Electric cars are the future. At least, that’s what manufacturers are leading us to believe with cars like the Nissan Leaf and Chevrolet Volt. But are there better options, like hydrogen, that should be explored more?
There have been two fundamental reasons for me to pose these questions this week.
Firstly, a report released by a US automotive industry research firm, J.D Power, and secondly an insightful email from Which? reader Allan Parsons.
What’s turning us off electric cars?
The report, Drive Green 2020: More hope than reality, highlighted three key issues the public has with electric vehicles (EVs):
- 17% of those surveyed said they’d be interest in an electric car, but this plummeted to just 5% when they were told they’d have to pay a $15k premium for one.
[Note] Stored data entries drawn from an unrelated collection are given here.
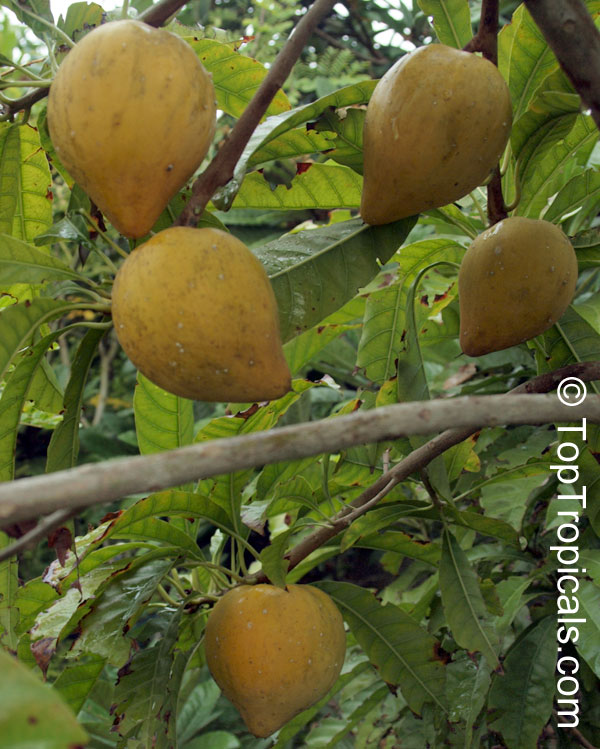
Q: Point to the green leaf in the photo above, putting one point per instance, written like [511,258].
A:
[116,610]
[531,60]
[64,444]
[32,713]
[302,349]
[235,76]
[322,186]
[347,124]
[163,421]
[520,700]
[25,197]
[143,694]
[19,321]
[403,652]
[463,603]
[274,127]
[548,171]
[77,680]
[588,597]
[573,195]
[292,143]
[451,20]
[9,589]
[385,320]
[22,263]
[13,399]
[340,258]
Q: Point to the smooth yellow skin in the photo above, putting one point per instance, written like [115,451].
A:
[515,281]
[274,652]
[195,312]
[131,114]
[435,127]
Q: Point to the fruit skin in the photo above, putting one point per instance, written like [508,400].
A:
[195,312]
[131,114]
[515,281]
[436,124]
[274,652]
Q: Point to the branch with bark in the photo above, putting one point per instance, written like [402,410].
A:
[99,483]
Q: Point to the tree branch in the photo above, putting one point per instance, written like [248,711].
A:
[486,42]
[93,484]
[156,15]
[221,169]
[571,34]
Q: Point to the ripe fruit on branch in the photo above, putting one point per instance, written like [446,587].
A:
[515,281]
[131,114]
[436,124]
[195,312]
[274,652]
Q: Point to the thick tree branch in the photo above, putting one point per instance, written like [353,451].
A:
[575,40]
[221,168]
[104,482]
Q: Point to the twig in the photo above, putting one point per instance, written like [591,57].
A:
[571,34]
[486,42]
[221,168]
[93,484]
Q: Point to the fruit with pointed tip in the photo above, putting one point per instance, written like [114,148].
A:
[195,312]
[436,124]
[131,114]
[273,651]
[516,280]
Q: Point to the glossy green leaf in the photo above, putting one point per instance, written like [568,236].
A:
[32,714]
[12,401]
[531,60]
[322,186]
[102,629]
[235,76]
[549,170]
[464,607]
[315,272]
[451,20]
[142,698]
[292,143]
[403,652]
[163,421]
[22,263]
[521,697]
[76,681]
[274,127]
[25,198]
[19,321]
[385,323]
[347,125]
[64,444]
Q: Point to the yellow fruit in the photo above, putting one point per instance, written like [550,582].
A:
[195,312]
[274,652]
[515,281]
[131,114]
[435,127]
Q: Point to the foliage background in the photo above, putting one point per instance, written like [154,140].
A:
[456,563]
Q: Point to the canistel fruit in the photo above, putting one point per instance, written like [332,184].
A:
[435,127]
[274,652]
[131,114]
[515,281]
[195,312]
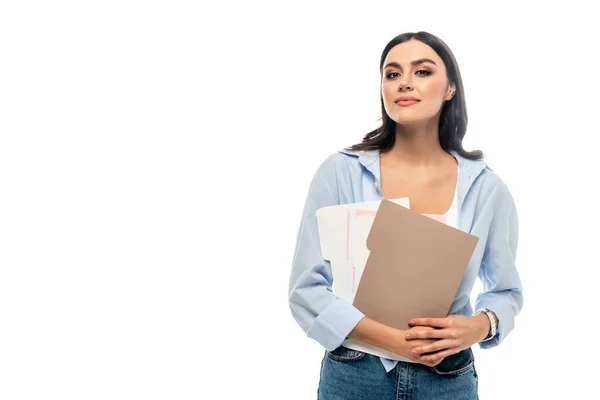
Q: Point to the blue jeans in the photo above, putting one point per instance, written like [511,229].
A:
[350,374]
- Consumers were put off by higher ownership costs of electric cars, with EVs expected to depreciate faster.
- Although they wanted to reduce their carbon footprint, helping save the environment carried a relatively low weight for consumers when buying a new car.
So money is a key factor in people’s decisions to buy electric. But the key aspect of electric cars which turns my nose up is the impractical range and charge figures the manufacturers appear to be promoting.
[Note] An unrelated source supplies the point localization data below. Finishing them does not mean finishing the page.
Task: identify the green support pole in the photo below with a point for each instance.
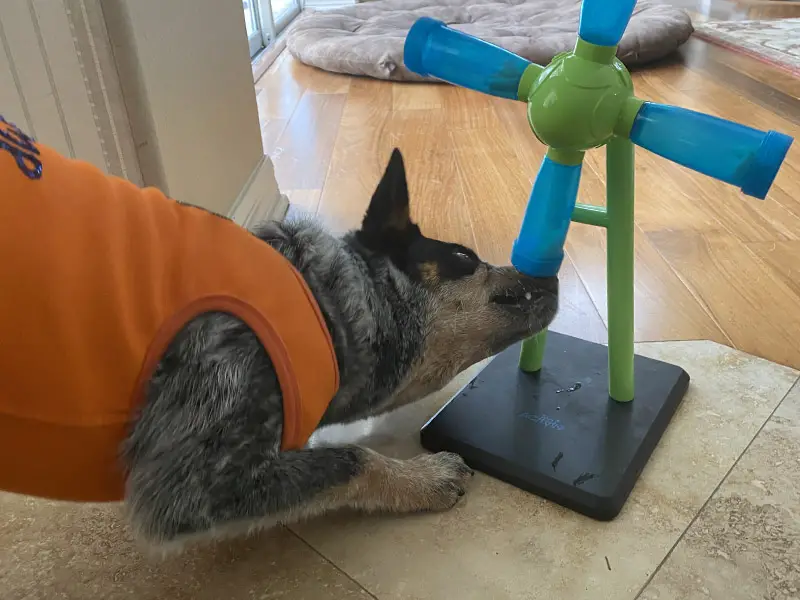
(530, 358)
(619, 257)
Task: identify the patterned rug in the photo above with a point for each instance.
(773, 42)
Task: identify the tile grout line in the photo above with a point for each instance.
(647, 583)
(331, 563)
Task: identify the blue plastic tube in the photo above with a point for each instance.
(433, 49)
(539, 248)
(604, 21)
(733, 153)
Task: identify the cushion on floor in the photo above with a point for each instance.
(367, 39)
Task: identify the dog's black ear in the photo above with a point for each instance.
(387, 226)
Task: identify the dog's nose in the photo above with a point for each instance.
(542, 284)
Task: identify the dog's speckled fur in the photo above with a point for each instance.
(406, 313)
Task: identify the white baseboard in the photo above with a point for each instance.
(260, 199)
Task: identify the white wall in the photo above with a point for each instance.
(58, 81)
(188, 85)
(157, 91)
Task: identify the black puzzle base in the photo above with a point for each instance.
(557, 433)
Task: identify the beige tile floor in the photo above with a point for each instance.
(715, 515)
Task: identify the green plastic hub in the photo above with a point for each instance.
(580, 100)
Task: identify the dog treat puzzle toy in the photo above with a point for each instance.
(570, 424)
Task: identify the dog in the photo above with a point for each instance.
(203, 456)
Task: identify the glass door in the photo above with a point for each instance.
(265, 19)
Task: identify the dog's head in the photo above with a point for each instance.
(475, 309)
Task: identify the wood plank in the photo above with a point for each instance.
(784, 260)
(756, 309)
(304, 149)
(359, 159)
(665, 309)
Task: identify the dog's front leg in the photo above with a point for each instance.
(429, 482)
(187, 493)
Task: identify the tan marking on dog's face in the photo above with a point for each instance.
(429, 273)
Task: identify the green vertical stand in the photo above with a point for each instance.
(617, 218)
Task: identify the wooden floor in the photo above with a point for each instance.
(710, 262)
For example, the Nissan Leaf will do just 100 miles on a full charge. And although you can do a ‘fast charge’ in 15 minutes at an EV charge point, which will give you 80% capacity and ultimately another 80 miles, first you have to find one. If you want to fully charge the batteries, you have to have the car plugged into a mains socket for a full eight hours!
I’m not sure how happy I’d be about reducing my carbon footprint by buying a Leaf for the same price as a Lotus Elise, and then having to walk the final third of my 150-mile round trip to work every day because of the limited range.
Is hydrogen the future?
And it looks like I’m not the only one who is slightly sceptical about the immediate future of electric cars. Allan Parsons, a retired scientist and lifetime subscriber to Which?, also shared many of the concerns I’m having and wrote to Which? Convo about them.
He underlined the scientific and economic benefits of hydrogen as the prime future fuel, and this extract from his email summed up his argument most poignantly for me:
‘If you take into consideration that it is quite easy and cheap to convert all current petrol/diesel fuelled cars to directly burn hydrogen (in the same sort of way that they can be modified to burn LPG), it should be apparent that overall this is a much more carbon-neutral scenario. This is because it does not require the whole of the world’s current petrol/diesel car stock to be junked and replaced with brand new, very expensive, electric cars.’
But am I just being too narrow-minded about EVs? Maybe electric cars should be treated with completely different expectations to those we have from a lifetime of combustion engine vehicles? I guess I’d have more time to ponder these thoughts on the 50-mile walk home on my daily commute if I did buy a Leaf.